Guisan Yves · Nationalrat · 2000-06-16
Guisan Yves · Nationalrat · Waadt · Freisinnig-demokratische Fraktion · 2000-06-16
Wortprotokoll
Le dépôt des propositions de non-entrée en matière est d'autant plus surprenant que les intéressés étaient présents à la séance de la commission et que l'entrée en matière avait été décidée sans opposition. Les dépassements budgétaires qui sont maintenant évoqués avaient largement fait partie de la discussion. Force est de croire que les réponses qui ont alors été apportées étaient convaincantes puisque, une fois encore, cette décision a été prise ensuite à l'unanimité.
Nous nous trouvons maintenant confrontés à un véritable procès d'intention. L'équipe Hayek avait pour tâche de vérifier les développements budgétaires d'une entreprise qui, de toute évidence, n'était plus en conformité avec le message de 1996, mais elle n'avait pas pour tâche de l'établir. Elle a donc formulé un certain nombre de propositions pour remettre les pendules à l'heure. Celles-ci ont permis au Conseil fédéral d'élaborer par la suite un projet que nous avons approuvé en décembre dernier.
Nous nous étions déjà, alors, très longuement demandé s'il y avait lieu de poursuivre l'exercice ou non. La pesée d'intérêts a débouché sur une réponse positive. Si maintenant nous refusons cette garantie de déficit, nous retirons notre confiance à la direction qui a fait un effort absolument considérable pour remettre toute cette opération sur pied. Une démission collective et un report ultérieur ne seraient donc, dans ces conditions, pas surprenants.
Les propositions de non-entrée en matière Föhn et du groupe écologiste remettent également en question toutes les évaluations déjà effectuées et vont dans ce même sens. Il faut quand même réaliser qu'un arrêt de l'exercice maintenant coûterait au moins 300 millions de francs. Je vous demande donc de suivre la proposition de votre commission, d'entrer en matière et de repousser les différentes propositions qui vont dans le sens opposé.
Quant à la proposition de minorité Fetz - découpler 30 millions de francs du montant total de la garantie pour accorder un financement aux projets qui ne bénéficient ni d'un financement public, ni de la part de l'économie -, elle a également été discutée en commission. Il est apparu qu'il y avait confusion des genres, la garantie de déficit ne constituant, par définition, en rien le financement de projets nouveaux ne figurant pas au budget.
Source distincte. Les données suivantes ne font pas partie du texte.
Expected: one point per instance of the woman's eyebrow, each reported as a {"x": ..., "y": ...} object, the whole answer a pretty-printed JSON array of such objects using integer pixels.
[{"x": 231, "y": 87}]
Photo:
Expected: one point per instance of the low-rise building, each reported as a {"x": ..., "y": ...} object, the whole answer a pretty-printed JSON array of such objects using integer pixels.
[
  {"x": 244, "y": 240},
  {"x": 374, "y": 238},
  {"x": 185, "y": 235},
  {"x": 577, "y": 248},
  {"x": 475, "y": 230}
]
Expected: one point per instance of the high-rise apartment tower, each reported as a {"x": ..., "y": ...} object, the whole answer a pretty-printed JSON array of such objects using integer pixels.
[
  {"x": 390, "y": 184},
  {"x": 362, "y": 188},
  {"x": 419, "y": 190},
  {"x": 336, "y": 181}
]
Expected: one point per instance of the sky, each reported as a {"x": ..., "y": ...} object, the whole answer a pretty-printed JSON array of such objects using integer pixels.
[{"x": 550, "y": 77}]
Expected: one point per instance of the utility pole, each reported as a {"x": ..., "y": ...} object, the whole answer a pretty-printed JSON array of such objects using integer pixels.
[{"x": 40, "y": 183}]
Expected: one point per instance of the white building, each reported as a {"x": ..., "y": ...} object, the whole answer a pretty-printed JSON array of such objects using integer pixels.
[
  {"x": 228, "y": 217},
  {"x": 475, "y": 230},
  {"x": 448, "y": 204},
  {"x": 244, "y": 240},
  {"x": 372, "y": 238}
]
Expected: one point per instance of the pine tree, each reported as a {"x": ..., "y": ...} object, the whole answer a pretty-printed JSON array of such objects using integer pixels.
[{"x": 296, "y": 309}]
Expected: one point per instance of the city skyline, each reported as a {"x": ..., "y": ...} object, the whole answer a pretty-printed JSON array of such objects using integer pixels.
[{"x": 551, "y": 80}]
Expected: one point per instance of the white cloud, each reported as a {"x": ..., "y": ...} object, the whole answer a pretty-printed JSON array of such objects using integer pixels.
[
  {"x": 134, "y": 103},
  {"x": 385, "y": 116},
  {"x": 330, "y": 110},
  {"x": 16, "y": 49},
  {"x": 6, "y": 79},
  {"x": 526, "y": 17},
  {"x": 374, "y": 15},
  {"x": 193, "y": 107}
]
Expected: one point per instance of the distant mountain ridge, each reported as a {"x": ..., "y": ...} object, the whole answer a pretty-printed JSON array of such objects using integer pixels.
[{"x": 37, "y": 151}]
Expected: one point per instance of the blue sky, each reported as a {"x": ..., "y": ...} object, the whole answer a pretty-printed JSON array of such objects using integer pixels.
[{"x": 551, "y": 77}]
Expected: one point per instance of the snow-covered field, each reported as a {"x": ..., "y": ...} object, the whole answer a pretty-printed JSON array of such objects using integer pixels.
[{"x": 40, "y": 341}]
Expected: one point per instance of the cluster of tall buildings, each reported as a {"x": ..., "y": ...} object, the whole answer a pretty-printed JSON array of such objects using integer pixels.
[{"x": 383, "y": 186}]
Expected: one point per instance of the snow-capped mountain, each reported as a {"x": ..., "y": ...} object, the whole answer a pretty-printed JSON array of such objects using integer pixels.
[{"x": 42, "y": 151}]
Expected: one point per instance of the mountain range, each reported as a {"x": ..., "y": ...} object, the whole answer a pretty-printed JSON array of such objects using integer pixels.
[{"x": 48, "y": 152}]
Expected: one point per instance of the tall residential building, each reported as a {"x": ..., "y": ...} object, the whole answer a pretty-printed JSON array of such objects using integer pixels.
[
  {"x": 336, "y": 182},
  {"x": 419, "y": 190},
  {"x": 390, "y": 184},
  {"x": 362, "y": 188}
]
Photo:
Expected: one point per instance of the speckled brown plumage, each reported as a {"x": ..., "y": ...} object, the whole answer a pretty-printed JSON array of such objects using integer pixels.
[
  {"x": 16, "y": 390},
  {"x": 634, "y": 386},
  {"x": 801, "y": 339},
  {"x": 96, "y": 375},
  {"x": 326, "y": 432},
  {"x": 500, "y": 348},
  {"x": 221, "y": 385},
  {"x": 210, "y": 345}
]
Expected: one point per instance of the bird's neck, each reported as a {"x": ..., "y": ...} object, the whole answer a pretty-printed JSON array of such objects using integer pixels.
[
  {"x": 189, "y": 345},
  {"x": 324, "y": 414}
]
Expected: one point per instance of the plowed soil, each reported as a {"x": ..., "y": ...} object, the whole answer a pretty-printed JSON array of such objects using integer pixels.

Toute une série de projets officiels sont en cours: "Sécurité dans l'ouverture au monde", "Nouvelle destination", "Développement durable" et "Corps et identité". Les Offices fédéraux participent dans une large mesure, et de leur plein gré, à ces projets. De nombreux collaborateurs se sont engagés parallèlement à leur travail habituel. Il y a donc de multiples possibilités de participer à la réalisation de l'Expo.
La proposition de minorité Fetz semble insinuer que l'Expo devrait offrir du "terrain à louer". Comme souvent, l'intention est louable, mais induit une confusion absolument catastrophique.
La commission l'a repoussée, par 15 voix contre 6 et avec 2 abstentions, et vous prie de faire de même.